Das Spielerische beim Schauspielen ist Ihnen wichtig, nicht wahr?
Im Spiel ist der Mensch wirklich Mensch. Kinder lernen am besten durch Spiel, das Spiel ist etwas anderes als die Dressur: es bedeutet immer einen Funken von Anarchie!
Die FAZ nannte Sie mal eine "schützenswerte Pflanze im bayerischen Biotop". Wie verstehen Sie das?
Ich denke, das meint: "Das ist jetzt kein Dutzendbayer, und einer bei dem man das Bayerische aushält!" (schmunzelt)

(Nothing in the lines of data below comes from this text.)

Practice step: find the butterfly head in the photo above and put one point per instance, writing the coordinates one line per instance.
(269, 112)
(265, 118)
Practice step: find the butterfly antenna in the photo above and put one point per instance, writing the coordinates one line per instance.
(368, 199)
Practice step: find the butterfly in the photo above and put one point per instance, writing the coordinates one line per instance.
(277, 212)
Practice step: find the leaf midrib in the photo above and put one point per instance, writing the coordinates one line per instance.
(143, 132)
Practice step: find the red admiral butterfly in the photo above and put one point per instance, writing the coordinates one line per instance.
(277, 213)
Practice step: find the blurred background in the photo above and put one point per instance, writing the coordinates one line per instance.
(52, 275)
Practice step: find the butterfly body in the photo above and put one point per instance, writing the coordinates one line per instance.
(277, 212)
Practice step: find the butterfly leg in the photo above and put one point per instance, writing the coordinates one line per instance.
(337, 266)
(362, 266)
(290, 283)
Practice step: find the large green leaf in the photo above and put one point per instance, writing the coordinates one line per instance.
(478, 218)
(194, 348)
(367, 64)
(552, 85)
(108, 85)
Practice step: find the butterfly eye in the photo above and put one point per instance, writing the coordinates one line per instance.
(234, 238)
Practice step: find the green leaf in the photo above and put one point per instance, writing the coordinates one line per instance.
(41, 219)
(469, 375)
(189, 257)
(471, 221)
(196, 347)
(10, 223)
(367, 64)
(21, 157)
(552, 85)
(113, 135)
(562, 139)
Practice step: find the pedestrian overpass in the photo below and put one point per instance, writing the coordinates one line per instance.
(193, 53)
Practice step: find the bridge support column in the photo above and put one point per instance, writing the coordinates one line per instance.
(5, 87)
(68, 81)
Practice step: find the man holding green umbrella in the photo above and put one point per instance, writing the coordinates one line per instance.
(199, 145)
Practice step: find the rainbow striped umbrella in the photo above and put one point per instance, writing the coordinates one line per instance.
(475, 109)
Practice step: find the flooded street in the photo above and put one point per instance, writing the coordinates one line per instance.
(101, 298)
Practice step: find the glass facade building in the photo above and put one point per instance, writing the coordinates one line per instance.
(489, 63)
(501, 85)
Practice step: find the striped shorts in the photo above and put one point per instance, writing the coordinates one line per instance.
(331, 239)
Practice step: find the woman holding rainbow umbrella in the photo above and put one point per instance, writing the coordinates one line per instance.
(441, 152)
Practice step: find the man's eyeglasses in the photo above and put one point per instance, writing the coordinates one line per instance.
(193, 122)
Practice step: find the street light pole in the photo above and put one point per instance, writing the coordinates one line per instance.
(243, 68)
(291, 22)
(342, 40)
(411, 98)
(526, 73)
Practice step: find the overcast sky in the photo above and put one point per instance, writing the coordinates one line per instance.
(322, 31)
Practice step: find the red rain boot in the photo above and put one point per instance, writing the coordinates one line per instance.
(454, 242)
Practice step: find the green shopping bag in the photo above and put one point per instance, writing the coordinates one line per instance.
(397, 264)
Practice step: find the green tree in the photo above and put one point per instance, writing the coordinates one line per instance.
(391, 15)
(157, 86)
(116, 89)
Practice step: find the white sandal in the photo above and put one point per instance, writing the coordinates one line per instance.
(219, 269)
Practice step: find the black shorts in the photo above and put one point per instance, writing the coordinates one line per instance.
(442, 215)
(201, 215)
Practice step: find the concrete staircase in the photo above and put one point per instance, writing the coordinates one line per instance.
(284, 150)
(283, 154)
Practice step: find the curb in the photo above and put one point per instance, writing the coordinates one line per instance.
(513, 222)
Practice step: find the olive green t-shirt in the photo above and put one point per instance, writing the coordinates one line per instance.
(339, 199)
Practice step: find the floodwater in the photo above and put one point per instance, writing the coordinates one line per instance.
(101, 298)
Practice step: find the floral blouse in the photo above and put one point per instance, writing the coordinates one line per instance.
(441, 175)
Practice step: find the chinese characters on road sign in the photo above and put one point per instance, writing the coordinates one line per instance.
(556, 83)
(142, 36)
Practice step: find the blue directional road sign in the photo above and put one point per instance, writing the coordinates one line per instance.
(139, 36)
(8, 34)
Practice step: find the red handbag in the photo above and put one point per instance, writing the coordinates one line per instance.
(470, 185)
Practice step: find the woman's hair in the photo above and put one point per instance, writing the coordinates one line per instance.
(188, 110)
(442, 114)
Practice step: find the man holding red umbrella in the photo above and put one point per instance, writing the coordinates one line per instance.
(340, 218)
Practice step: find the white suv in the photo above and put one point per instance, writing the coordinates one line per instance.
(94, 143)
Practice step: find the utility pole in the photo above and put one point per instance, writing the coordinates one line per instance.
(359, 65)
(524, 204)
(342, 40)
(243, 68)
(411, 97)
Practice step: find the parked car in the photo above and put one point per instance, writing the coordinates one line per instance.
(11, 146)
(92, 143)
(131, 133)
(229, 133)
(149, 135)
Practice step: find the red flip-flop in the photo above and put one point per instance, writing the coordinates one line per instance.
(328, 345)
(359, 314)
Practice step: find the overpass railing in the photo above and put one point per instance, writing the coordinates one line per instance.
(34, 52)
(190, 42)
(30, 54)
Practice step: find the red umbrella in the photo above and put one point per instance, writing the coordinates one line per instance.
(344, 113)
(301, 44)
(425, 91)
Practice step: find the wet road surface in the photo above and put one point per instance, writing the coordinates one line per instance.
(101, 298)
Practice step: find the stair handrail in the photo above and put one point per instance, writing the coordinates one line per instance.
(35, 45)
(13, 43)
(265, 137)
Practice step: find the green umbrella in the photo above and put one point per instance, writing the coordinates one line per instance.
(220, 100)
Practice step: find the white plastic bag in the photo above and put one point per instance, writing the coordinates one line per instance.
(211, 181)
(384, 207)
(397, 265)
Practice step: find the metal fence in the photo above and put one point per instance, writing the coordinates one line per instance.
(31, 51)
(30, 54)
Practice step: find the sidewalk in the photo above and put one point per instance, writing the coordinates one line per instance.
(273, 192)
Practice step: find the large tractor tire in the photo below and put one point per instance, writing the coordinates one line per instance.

Wie wichtig ist das Bayerische für Sie?
Sehr wichtig, es ist bei aller Fremdheit, die man überhaupt gegenüber dem Leben empfinden kann, das Bayerische, das mir bekannteste Klima, da kenn ich mich wenigstens ein bisschen aus. Was das Fremdsein nicht immer nimmt. Bayern kann für mich genauso fremd sein wie China, aber in Bayern verstehe ich immerhin noch einiges. Nicht alles, das wäre gelogen, dazu ist es zu abgründig.